Lo innegable es que por la razón que sea los empresarios forjados en los usos clásicos del oficio tienden a instalarse en esa parte de la meseta, posiblemente para coincidir en alguna cena o en una inauguración postinera con los mandatarios políticos de turno, dar una tarjeta, invitar al palco –el que se lleve- y relacionarse así con los que deciden el gasto, que no es poco.

Barcelona es otra cosa. Aquí nos dedicamos a otra parte del asunto. En Madrid se vende al mejor precio y aquí nos las ingeniamos para inventar, organizar, construir o generar lo que se ha vendido seiscientos kilómetros más al centro. En general, claro.

El de las cenas y el palco y la inauguración mediática manda un emilio y aquí las mentes –hace años eran las máquinas- se ponen en movimiento y le sirven lo que se tercie. El cambio no está mal: de la máquina a la mente.

Competimos con Madrid en arquitectura-espectáculo –una especialidad que inventamos- en el fútbol, con una alternancia que ya quisieran para sí los políticos, en modernidad y en imponer un modelo, “look”, talante o carácter, que hace que se nos vea a la legua, que algunos nos admiren y otros nos detesten. Ser detestados y tenerlo asumido nos ha madurado y con el tiempo hemos ido desarrollando un orgullo que nace justamente de la antipatía que inspiramos a buena parte de los habitantes de la piel de toro.
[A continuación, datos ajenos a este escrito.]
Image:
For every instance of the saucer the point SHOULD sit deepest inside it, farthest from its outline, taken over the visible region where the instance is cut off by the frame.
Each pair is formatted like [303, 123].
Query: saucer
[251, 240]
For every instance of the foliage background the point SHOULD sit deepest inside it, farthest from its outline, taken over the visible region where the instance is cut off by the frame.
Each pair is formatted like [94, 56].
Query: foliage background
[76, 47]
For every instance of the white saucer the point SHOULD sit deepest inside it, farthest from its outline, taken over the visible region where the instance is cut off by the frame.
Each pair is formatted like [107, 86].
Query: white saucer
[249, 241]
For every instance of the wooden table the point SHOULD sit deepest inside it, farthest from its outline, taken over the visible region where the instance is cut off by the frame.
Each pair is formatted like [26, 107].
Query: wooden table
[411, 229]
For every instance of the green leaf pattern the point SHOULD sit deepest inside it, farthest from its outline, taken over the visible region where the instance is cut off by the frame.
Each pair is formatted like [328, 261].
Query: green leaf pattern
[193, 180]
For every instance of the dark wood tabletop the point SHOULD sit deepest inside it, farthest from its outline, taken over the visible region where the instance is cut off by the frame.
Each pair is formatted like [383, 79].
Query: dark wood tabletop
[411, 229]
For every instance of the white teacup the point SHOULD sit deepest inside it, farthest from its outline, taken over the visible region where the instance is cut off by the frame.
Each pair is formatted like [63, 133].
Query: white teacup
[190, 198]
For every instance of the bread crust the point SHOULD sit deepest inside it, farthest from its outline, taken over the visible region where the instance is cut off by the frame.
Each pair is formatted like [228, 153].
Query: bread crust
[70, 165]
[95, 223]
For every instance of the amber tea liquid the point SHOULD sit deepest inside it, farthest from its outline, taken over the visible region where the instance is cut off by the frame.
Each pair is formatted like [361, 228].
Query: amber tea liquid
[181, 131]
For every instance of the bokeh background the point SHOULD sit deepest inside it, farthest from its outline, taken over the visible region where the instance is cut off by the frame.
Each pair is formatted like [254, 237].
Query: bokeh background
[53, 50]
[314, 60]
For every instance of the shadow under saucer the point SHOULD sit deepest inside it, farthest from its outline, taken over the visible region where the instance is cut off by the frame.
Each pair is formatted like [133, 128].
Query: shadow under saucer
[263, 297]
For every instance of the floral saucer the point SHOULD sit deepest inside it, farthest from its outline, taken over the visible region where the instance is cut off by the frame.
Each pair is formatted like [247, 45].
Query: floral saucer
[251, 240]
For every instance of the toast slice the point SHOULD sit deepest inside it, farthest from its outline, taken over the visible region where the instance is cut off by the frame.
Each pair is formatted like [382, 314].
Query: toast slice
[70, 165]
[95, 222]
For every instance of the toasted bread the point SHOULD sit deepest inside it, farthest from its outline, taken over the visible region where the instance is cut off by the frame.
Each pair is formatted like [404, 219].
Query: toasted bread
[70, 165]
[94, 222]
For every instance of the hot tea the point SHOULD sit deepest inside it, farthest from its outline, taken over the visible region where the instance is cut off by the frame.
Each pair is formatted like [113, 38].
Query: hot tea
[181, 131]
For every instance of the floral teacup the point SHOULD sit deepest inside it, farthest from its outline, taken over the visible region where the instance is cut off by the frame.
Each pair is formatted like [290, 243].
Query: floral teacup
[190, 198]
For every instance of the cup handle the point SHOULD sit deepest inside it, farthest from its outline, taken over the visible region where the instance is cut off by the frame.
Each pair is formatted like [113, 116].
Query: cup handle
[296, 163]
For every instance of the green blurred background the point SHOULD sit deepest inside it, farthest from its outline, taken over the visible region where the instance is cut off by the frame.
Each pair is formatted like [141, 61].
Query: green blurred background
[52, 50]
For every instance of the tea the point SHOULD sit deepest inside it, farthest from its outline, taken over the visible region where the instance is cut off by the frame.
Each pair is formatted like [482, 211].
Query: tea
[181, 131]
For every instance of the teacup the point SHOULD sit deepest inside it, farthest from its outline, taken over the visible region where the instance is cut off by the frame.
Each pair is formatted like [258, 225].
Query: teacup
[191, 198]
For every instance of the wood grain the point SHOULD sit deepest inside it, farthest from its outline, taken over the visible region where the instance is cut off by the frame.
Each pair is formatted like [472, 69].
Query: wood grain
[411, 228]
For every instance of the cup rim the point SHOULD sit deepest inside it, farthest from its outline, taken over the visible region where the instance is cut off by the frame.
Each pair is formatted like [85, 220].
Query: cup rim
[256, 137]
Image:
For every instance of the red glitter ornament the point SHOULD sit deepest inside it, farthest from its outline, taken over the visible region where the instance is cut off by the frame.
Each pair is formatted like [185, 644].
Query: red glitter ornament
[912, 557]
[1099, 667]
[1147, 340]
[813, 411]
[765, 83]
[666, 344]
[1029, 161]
Una forma cómo otra de sobrevivir y de avanzar.

Esta ciudad de provincia –que no provinciana- en la que nací y vivo me gusta tanto que incluso en una tarde como la de hoy, de calor pesado, húmedo y asfixiante, no envidio el fresco atardecer de cualquier ciudad-jardín al uso.

Nada como la provincia, nada como esta periferia con los pies en el mar cuya mente colectiva piensa, urde, genera, pelea, teje, desteje, sobrevive y ejerce de maquinaria de prometedor e inquietante fragor.